Thank you! We've wondered the same. There are a few useful open-source models out there (doctr, TrOCR to name a couple) but our best guess is that it comes down to the relatively lower availability of good, public OCR datasets, especially for PDFs. A quick and dirty search on paperswithcode.com shows that there are 33 OCR datasets available, out of ~7800.

That said we've seen people have success with the ones I mentioned working out of the box, and I know of two folks who've fine-tuned a model to do what they need.


Congrats on the launch!

btw - It's great to see the use of various 3rd tools to launch an API business:

- auth0-hosted page for login

- stripe-hosted checkout page for billing

- metabase for user dashboard (e.g., api usage stats)

- gitbook for api docs

We used to build these things from ground up ourselves [1] :)

[1] https://www.listennotes.com/blog/how-i-accidentally-built-a-...

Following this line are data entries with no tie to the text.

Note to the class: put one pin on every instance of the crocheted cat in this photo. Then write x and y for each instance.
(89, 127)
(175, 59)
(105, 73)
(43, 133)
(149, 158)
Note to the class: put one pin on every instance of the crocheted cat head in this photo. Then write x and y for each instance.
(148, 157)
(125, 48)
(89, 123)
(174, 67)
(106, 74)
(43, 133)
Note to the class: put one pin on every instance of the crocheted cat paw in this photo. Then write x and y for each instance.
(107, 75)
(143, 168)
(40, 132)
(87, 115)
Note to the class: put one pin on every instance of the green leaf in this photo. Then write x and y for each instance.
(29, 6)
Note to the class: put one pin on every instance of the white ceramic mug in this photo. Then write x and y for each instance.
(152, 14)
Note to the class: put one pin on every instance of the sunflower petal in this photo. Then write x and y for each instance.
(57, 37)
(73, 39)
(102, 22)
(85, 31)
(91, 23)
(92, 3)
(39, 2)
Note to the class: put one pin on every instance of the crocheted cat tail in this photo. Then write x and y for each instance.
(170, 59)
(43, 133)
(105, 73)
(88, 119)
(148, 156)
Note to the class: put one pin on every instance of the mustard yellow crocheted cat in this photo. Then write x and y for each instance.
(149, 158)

we are HUGELY grateful for those companies - would've taken us so much longer to get off the ground without them


(great article too btw)


How is this different from Eden ai


tbh, and this might seem like a minor detail, but I would point out that the new user flow to get started and try out models on pyq is very different from Eden AI. With Eden, I had to go through an entire sign-up flow and questionnaire, but with pyq I just go directly to one of the model pages like https://www.pyqai.com/zoo/models/14 and can try things out immediately.

We're all still discovering use cases for these really popular models, so as a potential user the attention to detail on the discovery and try-out experience matters a lot to me.

It's also just plain fun!


We are fairly similar, but we provide model hosting, and also are focused on a more narrow band of AI tasks, including image generation for blogs, stock photos, and events.